Over 1,500 migrants have died in Mediterranean in 2017 — and many are Nigerians


More than 1500 African migrants who were seeking better opportunities in Europe through illegal routes have died in the Mediterranean Sea alone in 2017, the Nigerian in Diaspora Organisation (NIDO) has revealed.

The organisation said many more are believed to have died travelling across the Sahara desert or in the transit countries.

Kenneth Gbandi, President of NIDO for Europe, said the information was obtained from the United Nations’, International Organisation for Migration (IOM).

Speaking ahead of NIDO’s planned Migration Enlightenment Project Nigeria Information Campaign slated for September 2017 in Lagos, he said a substantial number of these irregular migrants are Nigerians.

The campaign, he explained, is to promote Safe Migration by raising awareness about the dangers and risks of irregular migration.

“We receive daily news of the suffering of young African migrants seeking better opportunities in Europe through illegal routes,” Gbandi said in a statement made available to ICIR.

“The ordeal that many go through either in the transit countries such as Niger and Libya or during the perilous journeys on rickety boats across the Mediterranean is heart-wrenching.

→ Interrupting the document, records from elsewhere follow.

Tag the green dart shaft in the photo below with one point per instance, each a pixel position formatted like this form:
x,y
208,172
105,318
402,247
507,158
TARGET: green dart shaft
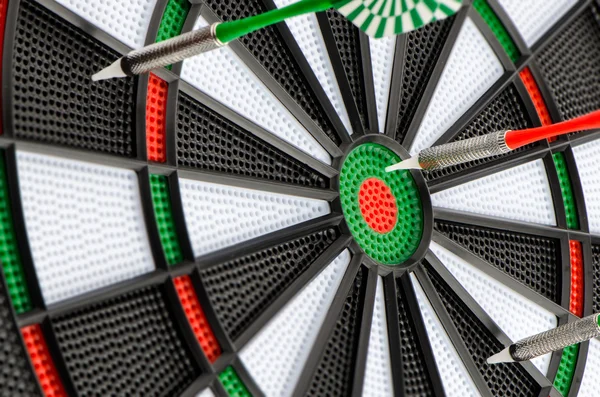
x,y
229,31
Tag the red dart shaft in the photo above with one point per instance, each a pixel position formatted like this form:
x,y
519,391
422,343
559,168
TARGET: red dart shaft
x,y
516,139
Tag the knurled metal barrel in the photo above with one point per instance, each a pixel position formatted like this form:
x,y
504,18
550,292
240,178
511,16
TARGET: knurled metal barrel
x,y
171,51
450,154
556,339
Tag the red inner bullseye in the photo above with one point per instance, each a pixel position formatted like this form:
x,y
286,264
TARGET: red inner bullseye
x,y
378,205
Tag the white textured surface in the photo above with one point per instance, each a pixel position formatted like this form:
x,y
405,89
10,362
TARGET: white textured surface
x,y
516,315
222,75
126,21
378,370
590,383
206,393
85,224
470,72
533,18
218,216
275,357
587,157
307,33
382,60
455,378
521,193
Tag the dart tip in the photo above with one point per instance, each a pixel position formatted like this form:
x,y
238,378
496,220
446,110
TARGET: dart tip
x,y
109,72
502,357
410,164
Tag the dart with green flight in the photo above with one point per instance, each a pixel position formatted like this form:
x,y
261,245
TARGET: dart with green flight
x,y
377,18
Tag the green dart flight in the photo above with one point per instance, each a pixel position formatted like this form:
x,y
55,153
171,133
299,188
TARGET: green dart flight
x,y
377,18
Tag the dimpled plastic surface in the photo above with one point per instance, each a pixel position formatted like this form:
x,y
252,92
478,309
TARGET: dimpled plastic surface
x,y
566,369
382,62
67,107
566,189
85,224
587,157
347,40
275,357
422,51
9,251
504,112
219,216
173,19
235,86
233,384
502,379
156,119
196,317
576,298
127,345
240,290
209,141
532,260
589,382
164,219
378,205
42,362
516,315
378,369
306,31
369,161
454,375
521,193
127,21
569,64
533,18
536,96
490,17
335,370
472,68
269,48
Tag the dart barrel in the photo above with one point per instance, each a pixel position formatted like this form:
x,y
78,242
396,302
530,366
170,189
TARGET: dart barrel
x,y
450,154
556,339
171,51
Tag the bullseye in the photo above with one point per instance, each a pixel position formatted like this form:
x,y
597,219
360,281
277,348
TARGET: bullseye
x,y
378,205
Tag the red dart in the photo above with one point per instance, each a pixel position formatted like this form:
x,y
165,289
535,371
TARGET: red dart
x,y
493,144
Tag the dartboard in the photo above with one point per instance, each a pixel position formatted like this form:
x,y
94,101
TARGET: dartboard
x,y
224,227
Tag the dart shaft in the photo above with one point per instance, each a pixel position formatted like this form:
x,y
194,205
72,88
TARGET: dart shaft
x,y
556,339
472,149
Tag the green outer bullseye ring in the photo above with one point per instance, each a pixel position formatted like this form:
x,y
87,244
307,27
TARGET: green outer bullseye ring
x,y
397,246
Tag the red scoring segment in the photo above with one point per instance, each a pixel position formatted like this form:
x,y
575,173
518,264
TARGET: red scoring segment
x,y
42,362
378,205
576,299
196,317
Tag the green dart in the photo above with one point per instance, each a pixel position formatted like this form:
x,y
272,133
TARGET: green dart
x,y
377,18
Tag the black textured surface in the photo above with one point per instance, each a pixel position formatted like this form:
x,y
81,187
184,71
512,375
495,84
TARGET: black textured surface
x,y
417,382
16,377
128,345
268,47
334,372
570,65
505,112
211,142
241,289
507,380
54,99
532,260
347,41
596,275
423,48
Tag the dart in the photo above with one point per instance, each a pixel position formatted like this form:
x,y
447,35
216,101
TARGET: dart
x,y
493,144
377,18
547,342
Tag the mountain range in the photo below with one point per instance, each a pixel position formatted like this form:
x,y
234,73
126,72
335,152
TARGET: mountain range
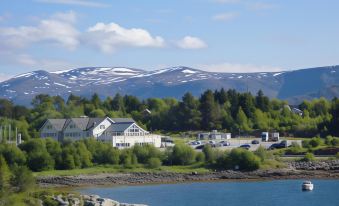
x,y
293,86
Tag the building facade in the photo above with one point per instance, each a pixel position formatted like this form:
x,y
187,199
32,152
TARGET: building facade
x,y
120,132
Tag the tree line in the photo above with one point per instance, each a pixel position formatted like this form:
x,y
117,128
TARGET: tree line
x,y
48,154
226,110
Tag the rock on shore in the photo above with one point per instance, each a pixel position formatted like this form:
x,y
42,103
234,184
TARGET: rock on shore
x,y
315,165
168,177
87,200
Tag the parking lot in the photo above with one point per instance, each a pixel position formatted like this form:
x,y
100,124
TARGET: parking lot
x,y
237,142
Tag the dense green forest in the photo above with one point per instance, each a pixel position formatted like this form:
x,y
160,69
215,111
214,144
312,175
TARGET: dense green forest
x,y
223,110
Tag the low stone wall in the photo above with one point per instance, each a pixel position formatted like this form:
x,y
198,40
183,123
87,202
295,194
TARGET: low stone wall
x,y
315,165
87,200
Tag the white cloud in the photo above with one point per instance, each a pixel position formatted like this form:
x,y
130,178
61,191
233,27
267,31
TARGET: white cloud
x,y
29,62
76,3
228,16
109,37
58,29
227,1
261,6
190,42
237,68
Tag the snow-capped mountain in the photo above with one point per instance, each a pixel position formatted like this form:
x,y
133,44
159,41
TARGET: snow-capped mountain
x,y
169,82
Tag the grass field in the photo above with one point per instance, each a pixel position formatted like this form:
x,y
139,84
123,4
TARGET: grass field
x,y
119,169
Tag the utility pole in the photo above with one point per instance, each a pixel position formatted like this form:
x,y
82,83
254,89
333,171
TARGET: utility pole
x,y
9,133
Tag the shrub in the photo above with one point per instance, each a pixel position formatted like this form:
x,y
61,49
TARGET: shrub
x,y
200,157
308,157
263,154
209,153
337,155
315,142
22,179
182,155
153,163
40,161
243,159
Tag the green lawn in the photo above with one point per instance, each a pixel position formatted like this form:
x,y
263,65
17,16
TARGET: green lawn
x,y
119,169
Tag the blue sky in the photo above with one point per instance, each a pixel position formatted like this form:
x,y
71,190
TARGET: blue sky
x,y
214,35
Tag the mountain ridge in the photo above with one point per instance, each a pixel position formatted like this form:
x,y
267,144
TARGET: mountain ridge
x,y
170,82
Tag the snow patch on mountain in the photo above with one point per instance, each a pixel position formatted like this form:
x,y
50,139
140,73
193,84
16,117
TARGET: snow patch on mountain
x,y
187,71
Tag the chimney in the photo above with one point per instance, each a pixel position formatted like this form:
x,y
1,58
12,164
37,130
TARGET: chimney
x,y
18,140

“This year alone, more than 1,500 migrants have perished in the Mediterranean, according to the International Organisation for Migration. Many more are believed to have died travelling across the Sahara desert or in the transit countries.”

On the forthcoming campaign, titled ‘look before you leave’, he revealed that there are up to one million migrants who are trapped in transit in Libya and are exposed to harsh living conditions and human right abuses.

“In Libya, for example, there are up to 1 million migrants trapped in transit where they are exposed to hash living conditions and widespread human rights abuses,” he said.

“Some are traded as slaves for ransom, labour or sex by gangs of people-smugglers and many die in the appalling conditions of detention facilities run by both the Libyan authorities and militia forces.

“A substantial number of these irregular migrants are Nigerians. In fact, Nigerians constitute the single largest group of sub-Saharans in Libya.”

He lamented that many of the migrants left Nigeria lured by the false promise of people-smugglers “who deceive their victims into paying sometimes thousands of dollars for a passage to Europe”.

While noting that “there is no easy passage to Europe through irregular migration”, he stressed that illegal route to Europe is littered with hardship and death.

“The Nigerian Diaspora in Europe is deeply disturbed by this situation hence its decision to do something about it,” he said.



    “This is why The African-German Information Center (AGIC), and The African Courier Verlag – both owned by Nigerians living in Germany – in collaboration with Germany’s Federal Ministry of Foreign Affairs, is launching the information campaign “Migration Enlightenment Project in Nigeria.

    “The objective of the “Know the Facts” campaign is to raise public awareness about the dangers and risks of irregular migration to Europe and explain the legal requirements for regular migration with the overall objective of promoting Safe Migration.

    “The project will highlight the opportunities for legal migration to Europe and give a realistic picture of the situation of irregular migrants in the transit countries and Europe.

    “The campaign entitled  “Look before you leave” is to make young Nigerians aware of the consequences of illegal migration and its hardships while also encouraging youths to look at positive alternatives to emigration available in Nigeria.”